My recommendation is to stay below 2'000 characters in any case. This is not guaranteed to work with every browser in the world (especially not older ones), but it will work with all modern browsers. Further I recommend to use POST wherever possible (e.g. avoid using GET for FORM submits - if some users want to simulate a FORM submit via GET, make sure your application supports the desired parameters either via POST or via GET, but when you submit the page yourself via a button or JS, prefer POST over GET).

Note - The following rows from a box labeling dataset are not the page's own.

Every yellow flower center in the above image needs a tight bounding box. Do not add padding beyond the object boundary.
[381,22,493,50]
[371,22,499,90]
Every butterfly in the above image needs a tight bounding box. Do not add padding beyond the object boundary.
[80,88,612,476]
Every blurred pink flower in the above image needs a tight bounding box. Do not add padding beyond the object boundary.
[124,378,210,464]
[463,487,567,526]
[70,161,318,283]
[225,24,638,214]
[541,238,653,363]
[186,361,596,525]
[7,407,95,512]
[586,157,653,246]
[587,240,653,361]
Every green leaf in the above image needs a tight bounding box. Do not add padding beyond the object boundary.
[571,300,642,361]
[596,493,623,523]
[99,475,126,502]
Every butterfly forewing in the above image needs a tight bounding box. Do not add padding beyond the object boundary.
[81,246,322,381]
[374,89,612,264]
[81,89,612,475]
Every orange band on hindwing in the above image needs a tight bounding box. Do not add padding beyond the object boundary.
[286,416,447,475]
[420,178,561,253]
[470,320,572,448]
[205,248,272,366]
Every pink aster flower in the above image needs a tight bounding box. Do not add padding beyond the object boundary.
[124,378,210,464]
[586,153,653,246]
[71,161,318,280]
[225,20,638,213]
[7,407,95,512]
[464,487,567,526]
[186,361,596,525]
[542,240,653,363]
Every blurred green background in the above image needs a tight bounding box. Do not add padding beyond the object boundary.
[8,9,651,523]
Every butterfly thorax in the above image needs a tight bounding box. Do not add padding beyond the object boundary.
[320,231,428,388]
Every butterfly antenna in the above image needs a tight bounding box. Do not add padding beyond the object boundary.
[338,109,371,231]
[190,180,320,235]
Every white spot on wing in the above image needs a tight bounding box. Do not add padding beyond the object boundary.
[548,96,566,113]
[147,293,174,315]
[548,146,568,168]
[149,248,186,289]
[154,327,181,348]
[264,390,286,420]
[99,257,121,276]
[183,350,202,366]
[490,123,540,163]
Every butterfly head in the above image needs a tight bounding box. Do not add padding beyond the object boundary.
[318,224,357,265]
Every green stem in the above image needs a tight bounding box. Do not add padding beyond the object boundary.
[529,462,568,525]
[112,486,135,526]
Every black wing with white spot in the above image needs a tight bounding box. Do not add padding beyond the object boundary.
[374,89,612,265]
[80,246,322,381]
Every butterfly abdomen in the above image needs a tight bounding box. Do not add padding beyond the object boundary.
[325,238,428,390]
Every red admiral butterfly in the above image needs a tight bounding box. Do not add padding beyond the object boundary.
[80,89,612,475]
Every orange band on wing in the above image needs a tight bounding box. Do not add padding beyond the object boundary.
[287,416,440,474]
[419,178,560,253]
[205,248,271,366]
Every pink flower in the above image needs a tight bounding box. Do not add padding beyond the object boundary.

I think the RFC says 4096 chars but IE truncates down to 2083 characters. Stay well under that to be safe.
Practically, shorter URLs are friendlier.
More information is needed but for normal situations I would say try to keep it under 150 for sure. If for nothing else than pure ascetics, I hate when someone sends me a GI-NORMOUS link...
Are you passing values through the query string? I assume that is why you asked, correct?
What is "optimum" anyway?
GET requests can be several kB in length, so this is entirely subjective.
I'd say - stay within the address bar length of a maximized 1024x768 window to be user friendly.
If you're trying to get people to remember the URL, I wouldn't go more than 60. Use words if possible, because it's easier to remember "www.example.com/this-is-the-url" than "www.example.com/179264". If you're trying to get the page indexed, you could probably go more. The spiders look for words in the title too, and some people may be more likely to click on the link if the URL looks readable.
When you say "Optimum", I think "Easily Accessible To Users", in which case, I think the shorter the URL, the better. I would think 20-30 characters maximum, in that case.